German’s Death At Olympics Has Saved Four Lives

 

stefan_henze_afp

Stefan Henze, who coached Germany’s Olympic ‘canoe slalom’ team – whatever that is – died as a result of an automobile accident in Rio de Janeiro a few days before the end of the Olympics. Unfortunate as his death was, its aftermath has been hailed as ‘one of the greatest moments’ of this year’s often-troubled Olympics.

Henze had designated himself as an organ donor, and no fewer than four individuals are beneficiaries of that generosity.
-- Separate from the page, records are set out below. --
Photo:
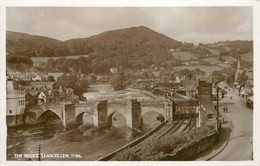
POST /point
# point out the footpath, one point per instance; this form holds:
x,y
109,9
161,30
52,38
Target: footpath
x,y
235,142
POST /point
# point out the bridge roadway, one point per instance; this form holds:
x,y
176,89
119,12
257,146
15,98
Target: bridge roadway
x,y
99,113
177,127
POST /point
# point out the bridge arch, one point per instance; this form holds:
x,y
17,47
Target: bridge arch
x,y
110,118
42,116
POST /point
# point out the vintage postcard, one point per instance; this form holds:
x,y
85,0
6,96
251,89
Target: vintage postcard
x,y
129,83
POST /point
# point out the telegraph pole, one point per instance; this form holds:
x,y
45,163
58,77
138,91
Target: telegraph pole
x,y
39,152
217,101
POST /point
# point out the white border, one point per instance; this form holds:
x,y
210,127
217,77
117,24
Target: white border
x,y
132,3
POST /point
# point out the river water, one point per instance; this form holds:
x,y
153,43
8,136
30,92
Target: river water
x,y
73,142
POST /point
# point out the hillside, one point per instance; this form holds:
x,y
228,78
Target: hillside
x,y
26,44
129,48
134,37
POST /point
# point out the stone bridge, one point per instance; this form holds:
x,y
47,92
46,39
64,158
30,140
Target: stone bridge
x,y
100,113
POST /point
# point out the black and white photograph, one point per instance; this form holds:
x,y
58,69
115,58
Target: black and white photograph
x,y
172,83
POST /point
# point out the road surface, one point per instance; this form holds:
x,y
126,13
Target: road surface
x,y
240,145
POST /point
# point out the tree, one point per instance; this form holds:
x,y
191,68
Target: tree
x,y
93,78
50,78
119,81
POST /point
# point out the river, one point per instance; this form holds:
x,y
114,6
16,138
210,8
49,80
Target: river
x,y
75,139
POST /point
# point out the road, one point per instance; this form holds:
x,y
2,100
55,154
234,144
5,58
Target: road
x,y
240,118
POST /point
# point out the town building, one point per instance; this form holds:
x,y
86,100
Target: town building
x,y
113,70
15,100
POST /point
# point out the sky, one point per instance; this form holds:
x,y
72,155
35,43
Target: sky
x,y
189,24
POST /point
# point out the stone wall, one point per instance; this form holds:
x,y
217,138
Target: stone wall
x,y
14,120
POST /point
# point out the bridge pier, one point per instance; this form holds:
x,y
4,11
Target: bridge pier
x,y
134,114
100,114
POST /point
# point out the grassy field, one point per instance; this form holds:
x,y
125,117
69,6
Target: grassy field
x,y
201,67
45,59
184,56
247,56
211,60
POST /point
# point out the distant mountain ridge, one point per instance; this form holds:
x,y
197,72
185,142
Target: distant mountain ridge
x,y
33,45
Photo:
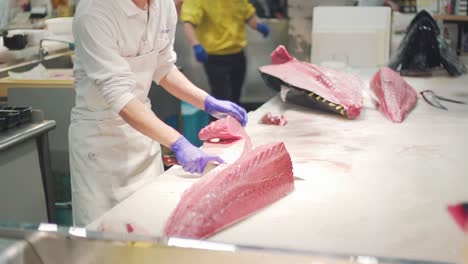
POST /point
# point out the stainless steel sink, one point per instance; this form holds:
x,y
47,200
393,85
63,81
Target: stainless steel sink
x,y
31,247
61,60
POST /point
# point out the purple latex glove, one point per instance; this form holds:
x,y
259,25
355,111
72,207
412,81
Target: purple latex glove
x,y
190,157
221,109
200,53
262,28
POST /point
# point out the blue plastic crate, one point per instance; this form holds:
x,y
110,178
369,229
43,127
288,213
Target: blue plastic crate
x,y
193,120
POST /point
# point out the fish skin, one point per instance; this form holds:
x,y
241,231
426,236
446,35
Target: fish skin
x,y
336,87
396,97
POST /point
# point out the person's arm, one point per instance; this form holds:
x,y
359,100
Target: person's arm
x,y
393,5
192,14
140,117
253,21
189,30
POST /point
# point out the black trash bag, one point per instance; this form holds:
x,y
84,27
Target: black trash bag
x,y
423,50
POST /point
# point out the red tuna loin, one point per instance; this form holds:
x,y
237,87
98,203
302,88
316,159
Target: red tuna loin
x,y
396,97
270,119
224,129
234,141
224,197
337,87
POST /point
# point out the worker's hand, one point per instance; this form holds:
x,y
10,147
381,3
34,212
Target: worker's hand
x,y
222,109
262,28
191,158
200,53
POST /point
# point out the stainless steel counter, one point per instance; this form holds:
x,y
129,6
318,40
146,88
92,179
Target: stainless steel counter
x,y
12,137
26,189
75,246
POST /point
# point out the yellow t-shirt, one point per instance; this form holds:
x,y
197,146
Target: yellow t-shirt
x,y
220,24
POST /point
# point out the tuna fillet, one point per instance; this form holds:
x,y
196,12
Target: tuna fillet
x,y
224,197
231,139
341,92
396,97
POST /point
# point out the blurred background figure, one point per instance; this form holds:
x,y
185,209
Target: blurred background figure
x,y
178,4
8,8
270,8
216,31
393,4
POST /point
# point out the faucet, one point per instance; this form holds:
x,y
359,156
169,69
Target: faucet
x,y
43,52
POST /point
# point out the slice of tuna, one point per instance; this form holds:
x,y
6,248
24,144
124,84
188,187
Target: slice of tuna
x,y
459,213
231,139
224,197
334,89
223,129
395,96
270,119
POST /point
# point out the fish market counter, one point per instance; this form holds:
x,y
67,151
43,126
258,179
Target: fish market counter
x,y
26,188
369,186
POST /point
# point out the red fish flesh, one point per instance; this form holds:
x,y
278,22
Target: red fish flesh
x,y
231,139
459,212
223,129
224,197
270,119
396,97
338,88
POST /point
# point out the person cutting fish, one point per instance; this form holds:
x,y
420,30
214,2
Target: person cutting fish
x,y
121,48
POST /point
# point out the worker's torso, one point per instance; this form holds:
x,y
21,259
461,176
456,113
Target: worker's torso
x,y
222,29
135,38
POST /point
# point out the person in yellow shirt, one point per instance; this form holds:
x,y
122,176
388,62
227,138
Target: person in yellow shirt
x,y
216,30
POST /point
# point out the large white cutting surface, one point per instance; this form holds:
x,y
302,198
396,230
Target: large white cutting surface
x,y
370,186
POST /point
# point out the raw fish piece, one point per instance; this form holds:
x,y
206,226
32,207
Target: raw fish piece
x,y
396,97
232,140
223,129
460,213
336,91
224,197
269,119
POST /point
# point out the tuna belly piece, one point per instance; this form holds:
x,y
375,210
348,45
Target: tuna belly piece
x,y
231,139
333,88
224,197
227,129
396,97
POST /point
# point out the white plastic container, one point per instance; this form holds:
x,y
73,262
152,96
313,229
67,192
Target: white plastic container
x,y
34,35
60,25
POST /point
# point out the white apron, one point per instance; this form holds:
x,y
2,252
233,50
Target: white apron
x,y
110,160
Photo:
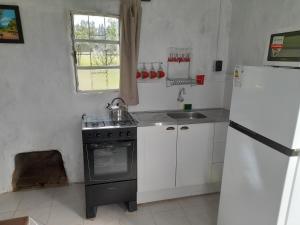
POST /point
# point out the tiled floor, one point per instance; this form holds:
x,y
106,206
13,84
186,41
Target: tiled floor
x,y
65,206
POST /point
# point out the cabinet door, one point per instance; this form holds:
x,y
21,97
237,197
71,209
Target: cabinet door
x,y
156,157
194,149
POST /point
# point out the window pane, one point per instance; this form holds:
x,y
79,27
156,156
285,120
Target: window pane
x,y
81,27
104,28
95,54
93,80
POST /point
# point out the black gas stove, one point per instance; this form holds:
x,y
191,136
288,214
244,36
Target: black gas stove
x,y
110,162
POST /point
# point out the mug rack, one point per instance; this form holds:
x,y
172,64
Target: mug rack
x,y
179,67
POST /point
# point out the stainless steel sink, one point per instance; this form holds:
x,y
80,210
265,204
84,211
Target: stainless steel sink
x,y
186,115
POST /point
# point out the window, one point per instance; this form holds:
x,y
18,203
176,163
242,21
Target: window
x,y
96,46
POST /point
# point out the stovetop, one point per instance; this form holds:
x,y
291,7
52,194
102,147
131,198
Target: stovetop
x,y
93,122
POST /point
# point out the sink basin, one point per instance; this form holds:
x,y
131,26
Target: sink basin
x,y
186,115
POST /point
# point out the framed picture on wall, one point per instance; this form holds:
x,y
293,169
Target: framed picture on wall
x,y
10,24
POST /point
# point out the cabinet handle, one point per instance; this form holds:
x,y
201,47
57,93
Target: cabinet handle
x,y
171,128
184,128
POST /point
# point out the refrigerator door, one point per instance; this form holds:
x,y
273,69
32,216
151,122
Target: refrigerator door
x,y
256,183
266,100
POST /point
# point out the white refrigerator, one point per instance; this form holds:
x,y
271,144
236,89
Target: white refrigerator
x,y
261,177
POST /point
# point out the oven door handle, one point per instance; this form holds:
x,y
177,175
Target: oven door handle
x,y
110,145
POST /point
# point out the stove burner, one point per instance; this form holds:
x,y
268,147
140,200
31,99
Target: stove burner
x,y
95,124
90,122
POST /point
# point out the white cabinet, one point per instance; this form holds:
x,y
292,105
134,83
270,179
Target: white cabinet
x,y
180,160
156,157
194,148
219,145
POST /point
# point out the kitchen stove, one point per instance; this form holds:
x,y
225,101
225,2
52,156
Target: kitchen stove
x,y
110,162
95,122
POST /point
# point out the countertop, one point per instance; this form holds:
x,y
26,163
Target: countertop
x,y
160,118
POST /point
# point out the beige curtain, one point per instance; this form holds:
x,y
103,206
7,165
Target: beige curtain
x,y
130,19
“Heart, liver and both kidneys have been successfully transplanted. Thus he has saved four lives,” a spokesperson from the Brazilian health ministry told the German newspaper Die Welt. Henze’s family, who travelled to Rio after the accident, reportedly gave their consent to the transplants.

 

Several news reports say his heart, liver and both kidneys have been successfully transplanted. Henze’s relatives reportedly gave their consent to the transplants, Britian’s The Independent newspaper confirmed.

According to the United Network for Organ Sharing, one person is added to the national transplant waiting list every 10 minutes, and around 22 people die every day waiting to get an organ transplant. A single donor can make a huge difference and save up to eight lives.

“One thing to remember is that every number in the statistic you view is a person — a person who either needs your help and is waiting for a lifesaving transplant or a person who has left a lasting legacy through organ and tissue donation,” the U.S. Department of Health and Human Services states on its website. “Either way, each number represents a life, a mom, a dad, a brother, a sister or a child—someone who is important to someone else, maybe even you.”

The Health & Human Services website provides information on becoming an organ donor.